To the OP…seems to read that way to me. All the various translations say the same thing.
Paul was fond of using these little figures of speech, and of course anyone who takes them literally can have a lot of fun with them. For example, “But the woman is saved in childbearing.” God and Paul alone know what the heck he meant by that – perhaps that God’s providence will carry her safely through delivery? – but in the context he wrote it, it sure sounds like a cool-ass out to belief for women capable of bearing children.
In this case, I have a hunch that if you unpeel his meaning, it’s something like, “Oh, Okay, I’ll come along with you to your ‘church’ thing, just this once! Now, stop nagging!” leading to “Hey, that guy made a lot of sense! Is he addressing the group again next week?” or something of the sort.
But yeah, I think virtually every Christian around would sit back and join in the snerking at taking that passage, or a few similar ones, literally.
Hey–where is that? Maybe I can finally get my wife to quit bugging me about going to church! “It’s OK, honey–you’ve got us both covered!”

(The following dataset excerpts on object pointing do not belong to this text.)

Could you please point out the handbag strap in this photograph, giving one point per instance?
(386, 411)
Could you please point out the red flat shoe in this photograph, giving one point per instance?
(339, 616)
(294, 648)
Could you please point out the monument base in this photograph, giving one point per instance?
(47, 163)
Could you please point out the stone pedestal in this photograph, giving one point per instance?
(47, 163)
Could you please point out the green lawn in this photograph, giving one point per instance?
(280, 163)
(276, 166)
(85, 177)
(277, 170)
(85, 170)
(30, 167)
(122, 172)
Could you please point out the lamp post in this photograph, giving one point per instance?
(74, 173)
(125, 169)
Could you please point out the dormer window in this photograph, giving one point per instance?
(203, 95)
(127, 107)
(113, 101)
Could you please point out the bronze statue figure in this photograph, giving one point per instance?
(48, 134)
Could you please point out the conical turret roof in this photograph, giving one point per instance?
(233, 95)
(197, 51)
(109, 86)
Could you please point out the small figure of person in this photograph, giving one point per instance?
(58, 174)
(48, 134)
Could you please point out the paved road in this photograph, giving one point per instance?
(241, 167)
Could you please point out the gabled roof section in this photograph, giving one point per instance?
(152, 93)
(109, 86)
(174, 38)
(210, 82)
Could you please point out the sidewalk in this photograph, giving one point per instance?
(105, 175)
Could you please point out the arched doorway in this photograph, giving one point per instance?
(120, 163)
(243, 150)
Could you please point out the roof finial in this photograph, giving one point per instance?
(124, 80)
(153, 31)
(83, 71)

(And while I’m dreaming, can I have a pony?)
1 Corinthians 7 - 12-14
To the rest I say this (I, not the Lord): If any brother has a wife who is not a believer and she is willing to live with him, he must not divorce her. And if a woman has a husband who is not a believer and he is willing to live with her, she must not divorce him. For the unbelieving husband has been sanctified through his wife, and the unbelieving wife has been sanctified through her believing husband. Otherwise your children would be unclean, but as it is, they are holy.

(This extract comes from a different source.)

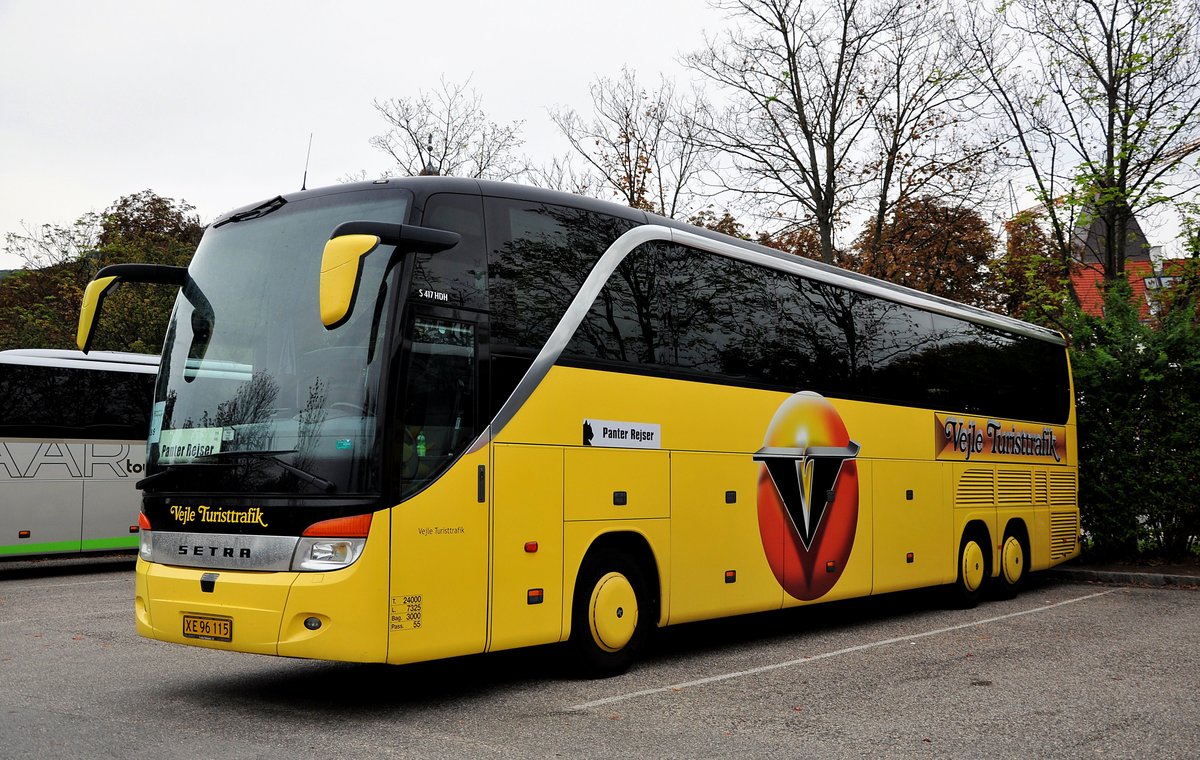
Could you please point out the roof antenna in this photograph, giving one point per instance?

I always thought that passage just meant that the church recognized the marriage between a believer and an unbeliever as being legitimate in God’s view.
That’s my take as well. I think Paul is really only trying to say that the marriage is still “sanctified,” even if one of the partners is not a believer. He’s basically telling converts not to leave their spouses just because the spouse is not a convert.
I’d say you’re right Monty. Sanctity of marriage. Occam’s Razor and all that.
This was a rebuke to Ezra who counseled people to divorce their non-Jewish spouses. Thus the children of non-Jewish mothers would be considered Jewish.
So what happens if a Christian marries a Hindu, and their child turns to Wicca?
Buddha cries.
This puts a spin I never before imagined on Christian (as opposed to Jewish) theology. Isn’t it Christian doctrine that we’re all born unclean (i.e., tainted with original sin), regardless of parentage?
It depends on the direction and speed of the treadmill.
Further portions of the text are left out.